19th Governor of the Spanish Colony of Texas
- In office 1744–1748
- Preceded by: Justo Boneo y Morales
- Succeeded by: Pedro del Barrio Junco y Espriella

Personal details
- Profession: Politician

= Francisco García Larios =

 Francisco García Larios was the Governor of Texas from 1744 to 1748.

== Career==

García Larios was appointed governor ad interim of Texas in 1744, after the death of Justo Boneo y Morales. During his term, the San Antonio Missions were still being carried out, as was reported by the inspector of the Queretaran missions Fr. Francisco Javier Ortiz. He planned to explore the Gulf Coast, "as far south as the Rios Grande". He considered the possibilities of establishing settlements and to search for French traders trading there (trade in Spanish America of not Spanish people was prohibited). Instead, he ordered a subordinate, Joaquín Prudencio de Orobio y Basterra, to do so, beginning in January 1747.

In addition, accepting orders from the viceroy, García ordered the Franciscans to found the San Xavier missions in the modern Milam County, Texas, despite their initial refusal to establish them there, because the location chosen was not the most appropriate to carry out a mission.

Also in 1747, the Spanish government sent José de Escandón to investigate the Spanish colonies in North America.

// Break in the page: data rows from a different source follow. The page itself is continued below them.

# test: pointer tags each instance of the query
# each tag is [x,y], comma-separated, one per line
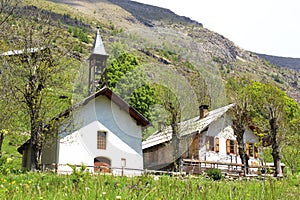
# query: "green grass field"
[85,186]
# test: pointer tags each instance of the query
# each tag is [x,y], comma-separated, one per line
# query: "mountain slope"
[292,63]
[148,30]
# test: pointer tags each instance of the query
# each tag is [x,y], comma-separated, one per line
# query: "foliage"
[272,111]
[35,73]
[214,174]
[127,79]
[79,33]
[238,94]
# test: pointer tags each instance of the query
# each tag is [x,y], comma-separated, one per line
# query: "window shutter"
[228,146]
[255,151]
[247,149]
[207,143]
[217,145]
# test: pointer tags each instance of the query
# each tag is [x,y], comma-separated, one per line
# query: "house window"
[217,145]
[230,146]
[123,162]
[101,140]
[210,143]
[251,150]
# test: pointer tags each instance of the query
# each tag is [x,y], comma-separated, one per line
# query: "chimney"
[203,111]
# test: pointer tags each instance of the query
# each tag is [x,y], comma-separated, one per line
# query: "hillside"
[292,63]
[169,45]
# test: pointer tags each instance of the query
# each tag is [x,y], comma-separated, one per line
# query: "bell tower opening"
[97,65]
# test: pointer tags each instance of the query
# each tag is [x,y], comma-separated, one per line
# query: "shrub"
[214,174]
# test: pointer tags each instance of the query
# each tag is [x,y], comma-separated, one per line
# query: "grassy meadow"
[81,185]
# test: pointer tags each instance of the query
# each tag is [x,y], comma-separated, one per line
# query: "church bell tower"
[97,65]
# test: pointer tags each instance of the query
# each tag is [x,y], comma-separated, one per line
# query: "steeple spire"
[98,47]
[97,65]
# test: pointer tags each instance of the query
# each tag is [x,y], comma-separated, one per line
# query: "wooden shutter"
[207,143]
[217,145]
[255,151]
[228,146]
[247,149]
[235,147]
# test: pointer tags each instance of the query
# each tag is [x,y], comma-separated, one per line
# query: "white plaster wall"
[124,137]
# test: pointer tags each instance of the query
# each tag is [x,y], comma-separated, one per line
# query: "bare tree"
[34,68]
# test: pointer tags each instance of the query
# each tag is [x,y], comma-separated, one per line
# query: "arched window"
[102,164]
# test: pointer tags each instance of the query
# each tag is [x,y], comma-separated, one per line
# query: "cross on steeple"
[97,65]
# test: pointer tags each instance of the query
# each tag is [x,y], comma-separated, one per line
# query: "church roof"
[186,128]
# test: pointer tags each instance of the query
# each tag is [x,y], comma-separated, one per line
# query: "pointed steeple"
[97,65]
[98,47]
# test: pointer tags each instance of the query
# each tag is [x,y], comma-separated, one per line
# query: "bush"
[214,174]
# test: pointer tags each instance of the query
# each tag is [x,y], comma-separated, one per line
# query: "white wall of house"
[222,129]
[123,138]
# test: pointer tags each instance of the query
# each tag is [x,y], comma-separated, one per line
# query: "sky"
[263,26]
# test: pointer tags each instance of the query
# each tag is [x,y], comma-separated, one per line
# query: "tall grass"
[85,186]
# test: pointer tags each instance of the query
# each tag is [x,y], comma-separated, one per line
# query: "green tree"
[291,136]
[35,71]
[237,93]
[269,105]
[170,102]
[128,79]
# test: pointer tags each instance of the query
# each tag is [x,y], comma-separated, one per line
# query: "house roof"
[186,128]
[140,119]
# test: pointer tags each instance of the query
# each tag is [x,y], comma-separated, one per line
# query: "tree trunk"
[175,142]
[35,141]
[1,142]
[242,151]
[275,148]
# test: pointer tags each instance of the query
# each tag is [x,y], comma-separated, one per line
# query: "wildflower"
[8,160]
[200,187]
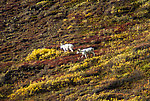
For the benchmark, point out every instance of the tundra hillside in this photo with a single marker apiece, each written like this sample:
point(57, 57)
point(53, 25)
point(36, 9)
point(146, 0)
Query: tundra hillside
point(33, 67)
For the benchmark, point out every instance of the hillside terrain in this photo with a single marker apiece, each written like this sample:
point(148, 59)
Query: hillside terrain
point(34, 68)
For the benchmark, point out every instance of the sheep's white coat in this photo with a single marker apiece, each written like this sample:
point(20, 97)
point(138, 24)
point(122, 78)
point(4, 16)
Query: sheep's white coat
point(85, 51)
point(67, 47)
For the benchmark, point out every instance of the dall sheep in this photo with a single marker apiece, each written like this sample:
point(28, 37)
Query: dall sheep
point(85, 51)
point(67, 47)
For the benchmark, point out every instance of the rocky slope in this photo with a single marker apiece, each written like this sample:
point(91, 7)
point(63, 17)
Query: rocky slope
point(32, 66)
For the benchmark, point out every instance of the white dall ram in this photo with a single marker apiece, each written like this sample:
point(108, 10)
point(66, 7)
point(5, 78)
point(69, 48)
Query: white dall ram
point(67, 47)
point(85, 51)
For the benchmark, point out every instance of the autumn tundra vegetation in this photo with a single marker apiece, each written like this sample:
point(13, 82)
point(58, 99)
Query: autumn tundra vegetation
point(86, 51)
point(34, 68)
point(67, 47)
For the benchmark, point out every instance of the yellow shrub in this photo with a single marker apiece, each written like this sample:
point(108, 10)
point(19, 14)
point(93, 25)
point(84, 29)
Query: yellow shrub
point(40, 54)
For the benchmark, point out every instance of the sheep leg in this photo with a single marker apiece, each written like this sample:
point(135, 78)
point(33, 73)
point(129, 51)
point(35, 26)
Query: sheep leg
point(71, 49)
point(85, 56)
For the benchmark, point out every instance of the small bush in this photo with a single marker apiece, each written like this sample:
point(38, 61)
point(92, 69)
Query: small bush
point(40, 54)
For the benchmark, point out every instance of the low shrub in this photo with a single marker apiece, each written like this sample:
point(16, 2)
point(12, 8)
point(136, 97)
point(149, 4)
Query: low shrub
point(40, 54)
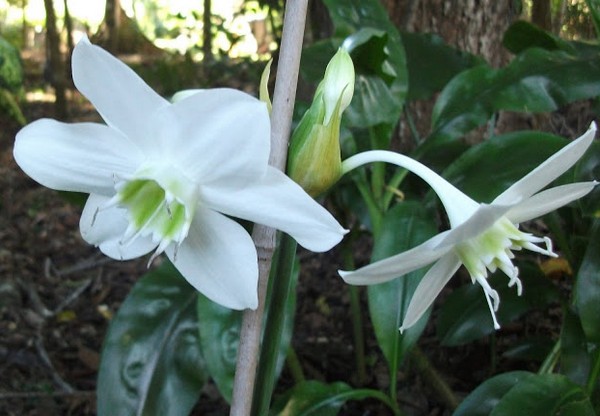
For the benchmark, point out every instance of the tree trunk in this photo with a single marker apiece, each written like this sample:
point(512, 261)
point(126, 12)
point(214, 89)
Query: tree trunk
point(206, 32)
point(56, 73)
point(475, 26)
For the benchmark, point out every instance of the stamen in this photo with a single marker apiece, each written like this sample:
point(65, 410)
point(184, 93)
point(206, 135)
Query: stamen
point(492, 310)
point(489, 291)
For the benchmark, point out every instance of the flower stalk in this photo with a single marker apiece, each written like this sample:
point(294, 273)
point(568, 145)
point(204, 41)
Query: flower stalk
point(264, 237)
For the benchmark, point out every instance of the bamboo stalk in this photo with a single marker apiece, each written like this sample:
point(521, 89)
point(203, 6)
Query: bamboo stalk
point(264, 237)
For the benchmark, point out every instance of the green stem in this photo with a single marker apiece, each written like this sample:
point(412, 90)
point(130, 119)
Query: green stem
point(425, 369)
point(551, 360)
point(283, 284)
point(357, 319)
point(411, 126)
point(367, 196)
point(294, 366)
point(593, 377)
point(392, 187)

Escandón appointed to Presidio La Bahia's captain, Joaquín de Orobio y Basterra, to evaluate South Texas. Following Orobio's report, Escandon said that La Bahia should be taken from Guadalupe River to the banks of the San Antonio River to help the settlements along the Rio Grande. Both the presidio and the mission likely were moved in October 1749. He also said that the migration of native families from other parts of New Spain (from areas now belonging to Mexico) to the presidio should be encouraged to create a colony there. However, no Mexicans who would want to settle in the presidio could be found.
García Larios left Governorship of Texas in 1748.